織機からオートバイ、自動車へと業種転換してきた

道雄は織機が長持ちする製品であることから事業の多角化、業容転換を思案。当時(1930年代中盤)は国内で自動車産業が勃興し、政府が産業振興策に乗り出していたことから自動車製造にチャレンジするが、軍需品増産のため、その夢を諦めざるを得なかった(1937年にトヨタ自動車工業が設立されている)。

戦後、同郷の本田宗一郎が国産初のオートバイ製造に成功。浜松では本田に続けとばかり、30社余りが二輪車製造に参入した。スズキも1952年に進出し、道雄の婿養子・鈴木俊三が開発を指揮した。道雄は浜松高等工業学校(静岡大学工学部の前身)の卒業生名簿を入手して、在学中の成績と照らし合わせ、鈴木俊三を長女の婿養子に選んだという。俊三は道雄の期待に応えて、自動二輪(モーターバイク)製造に成功。業界は飽和状態となり、淘汰の波が押し寄せたが、1960年代末には4社体制(スズキ、HONDA、ヤマハ、川崎重工業)に落ち着き、スズキはその一角に生き残ることができた。

それと併行して、道雄は次女の婿養子・鈴木三郎をリーダーとする社長直轄の四輪車開発室を設置、自動四輪車(つまり自動車)の研究を開始した。これに鈴木俊三が経営的な観点から反対したが、道雄はこれを押し切って、1954年1月に第一号試作機を発表し、翌1955年10月に軽四輪車「スズライト」販売にこぎ着けた。

スズキの婿養子戦略は1本釣りのヘッドハンティング?

道雄には3人の娘がおり、みんな婿養子をとった。1957年、道雄は長女の婿・鈴木俊三に2代目社長の座を譲り、1973年には三女の婿・鈴木実治郎が3代目社長を継いでいる。
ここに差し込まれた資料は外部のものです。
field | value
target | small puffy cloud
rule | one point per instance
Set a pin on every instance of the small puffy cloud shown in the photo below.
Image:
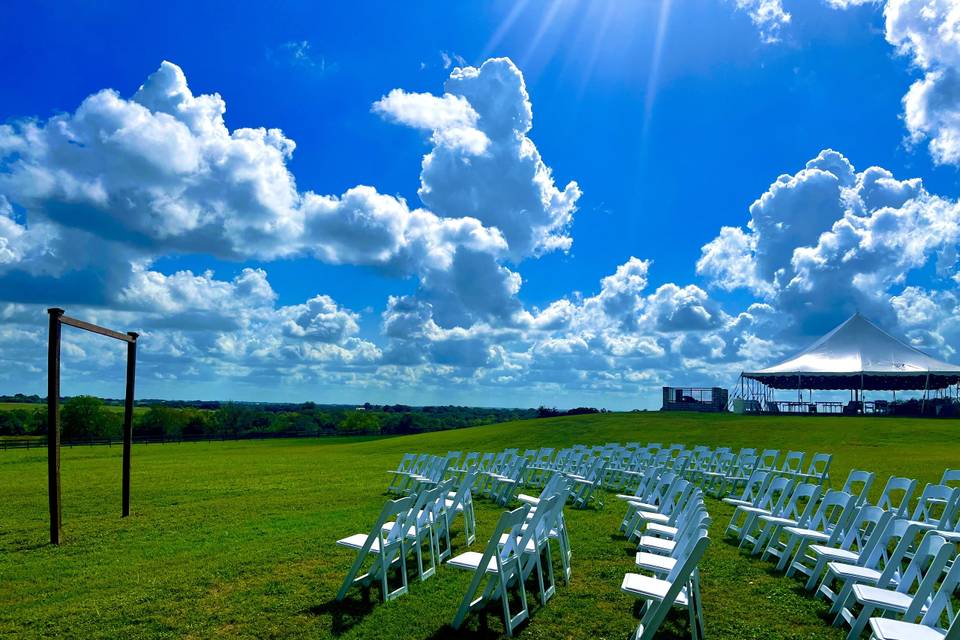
(508, 186)
(320, 319)
(827, 241)
(451, 118)
(768, 16)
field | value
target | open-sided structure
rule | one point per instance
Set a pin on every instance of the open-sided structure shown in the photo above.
(856, 356)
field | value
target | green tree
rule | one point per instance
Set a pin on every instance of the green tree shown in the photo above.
(83, 417)
(360, 422)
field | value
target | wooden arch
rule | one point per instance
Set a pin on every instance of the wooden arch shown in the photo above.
(57, 319)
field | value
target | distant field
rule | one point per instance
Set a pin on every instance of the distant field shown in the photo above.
(235, 539)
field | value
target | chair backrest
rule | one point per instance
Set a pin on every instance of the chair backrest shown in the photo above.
(792, 462)
(866, 529)
(940, 612)
(486, 462)
(436, 502)
(756, 485)
(802, 502)
(463, 494)
(397, 510)
(406, 462)
(950, 477)
(819, 465)
(509, 524)
(900, 534)
(832, 514)
(936, 505)
(768, 459)
(858, 483)
(537, 528)
(679, 577)
(925, 571)
(777, 494)
(661, 487)
(896, 495)
(931, 557)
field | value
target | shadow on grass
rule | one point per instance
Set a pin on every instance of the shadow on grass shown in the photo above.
(483, 632)
(345, 614)
(675, 627)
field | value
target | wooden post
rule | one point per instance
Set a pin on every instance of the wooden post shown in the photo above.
(53, 424)
(128, 418)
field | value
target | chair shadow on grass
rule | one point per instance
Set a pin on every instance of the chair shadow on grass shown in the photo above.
(347, 613)
(674, 627)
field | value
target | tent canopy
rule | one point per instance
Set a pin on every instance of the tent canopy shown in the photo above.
(859, 355)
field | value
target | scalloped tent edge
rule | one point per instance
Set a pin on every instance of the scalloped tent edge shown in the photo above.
(858, 354)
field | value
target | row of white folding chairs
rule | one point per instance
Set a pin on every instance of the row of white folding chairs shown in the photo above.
(417, 470)
(671, 532)
(521, 544)
(405, 526)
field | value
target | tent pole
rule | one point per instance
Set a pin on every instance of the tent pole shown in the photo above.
(863, 406)
(926, 387)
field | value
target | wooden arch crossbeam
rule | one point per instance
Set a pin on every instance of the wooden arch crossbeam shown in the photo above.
(57, 320)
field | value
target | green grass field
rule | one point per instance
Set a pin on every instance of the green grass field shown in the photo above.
(235, 539)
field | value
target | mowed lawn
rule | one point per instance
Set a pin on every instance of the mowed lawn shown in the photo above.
(236, 539)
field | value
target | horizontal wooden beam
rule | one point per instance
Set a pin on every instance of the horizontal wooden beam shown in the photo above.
(110, 333)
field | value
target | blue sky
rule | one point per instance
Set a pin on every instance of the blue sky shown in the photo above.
(671, 119)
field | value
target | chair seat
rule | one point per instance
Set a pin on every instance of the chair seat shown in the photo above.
(470, 560)
(653, 516)
(531, 543)
(882, 598)
(650, 588)
(833, 553)
(810, 534)
(787, 522)
(655, 562)
(657, 544)
(844, 570)
(662, 530)
(449, 504)
(411, 532)
(887, 629)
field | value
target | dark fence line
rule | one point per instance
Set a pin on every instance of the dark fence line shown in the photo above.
(41, 442)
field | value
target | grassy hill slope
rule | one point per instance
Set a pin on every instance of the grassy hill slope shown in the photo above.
(235, 539)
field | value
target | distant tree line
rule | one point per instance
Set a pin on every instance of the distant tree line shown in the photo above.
(85, 417)
(545, 412)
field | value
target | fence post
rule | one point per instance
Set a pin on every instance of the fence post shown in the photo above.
(53, 424)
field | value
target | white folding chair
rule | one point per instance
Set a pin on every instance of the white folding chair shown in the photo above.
(911, 595)
(865, 531)
(939, 622)
(826, 526)
(879, 567)
(461, 502)
(896, 495)
(680, 588)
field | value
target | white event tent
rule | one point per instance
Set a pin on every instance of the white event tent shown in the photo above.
(858, 355)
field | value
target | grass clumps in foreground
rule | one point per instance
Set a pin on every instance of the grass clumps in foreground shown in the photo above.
(235, 539)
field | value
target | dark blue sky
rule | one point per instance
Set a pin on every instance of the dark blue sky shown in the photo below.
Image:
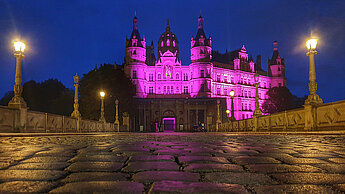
(65, 37)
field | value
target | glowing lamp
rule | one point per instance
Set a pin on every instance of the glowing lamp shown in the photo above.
(311, 44)
(19, 46)
(102, 94)
(232, 93)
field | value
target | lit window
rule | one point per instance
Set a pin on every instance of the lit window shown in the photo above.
(150, 77)
(134, 74)
(150, 90)
(185, 89)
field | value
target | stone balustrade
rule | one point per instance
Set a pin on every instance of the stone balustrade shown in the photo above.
(23, 120)
(330, 116)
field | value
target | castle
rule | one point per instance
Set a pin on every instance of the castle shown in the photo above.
(180, 96)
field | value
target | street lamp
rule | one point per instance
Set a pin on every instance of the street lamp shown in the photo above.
(257, 111)
(232, 94)
(17, 101)
(313, 98)
(117, 123)
(218, 122)
(102, 119)
(76, 114)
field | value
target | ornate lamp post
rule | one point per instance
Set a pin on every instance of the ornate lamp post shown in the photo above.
(313, 98)
(257, 111)
(117, 123)
(17, 101)
(218, 122)
(102, 119)
(232, 94)
(76, 114)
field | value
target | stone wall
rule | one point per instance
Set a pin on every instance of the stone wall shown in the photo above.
(22, 120)
(330, 116)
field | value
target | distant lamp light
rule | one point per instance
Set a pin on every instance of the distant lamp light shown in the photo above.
(232, 93)
(19, 46)
(311, 44)
(102, 94)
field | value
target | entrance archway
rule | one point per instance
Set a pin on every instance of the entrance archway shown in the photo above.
(168, 124)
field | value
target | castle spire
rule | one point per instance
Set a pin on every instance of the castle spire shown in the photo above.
(135, 22)
(200, 22)
(168, 27)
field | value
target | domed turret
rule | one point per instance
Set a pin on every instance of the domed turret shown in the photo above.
(168, 42)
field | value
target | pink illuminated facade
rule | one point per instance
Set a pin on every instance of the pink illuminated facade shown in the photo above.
(210, 75)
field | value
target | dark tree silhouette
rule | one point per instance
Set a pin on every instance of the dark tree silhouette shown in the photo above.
(115, 84)
(50, 96)
(279, 99)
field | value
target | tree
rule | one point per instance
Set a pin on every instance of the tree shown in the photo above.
(113, 81)
(279, 99)
(50, 96)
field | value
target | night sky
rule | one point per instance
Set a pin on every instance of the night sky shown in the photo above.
(65, 37)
1973年といえば、オイル・ショックがはじまった年である。1950年代中盤から日本は高度経済成長の波に乗り、急成長を遂げてきたが、オイル・ショックを機に低成長時代に突入する。スズキも1974年に経営危機に陥り、同時期の排ガス規制の厳格化に対して新型エンジン製造にチャレンジするが失敗してしまう。

1977年には6月に2代目社長・鈴木俊三が死去。10月に創業者・鈴木道雄が病に倒れ、11月には社長・鈴木実治郎が脳梗塞で倒れる。そこで、鈴木俊三の婿養子・鈴木修が4代目社長に選ばれた。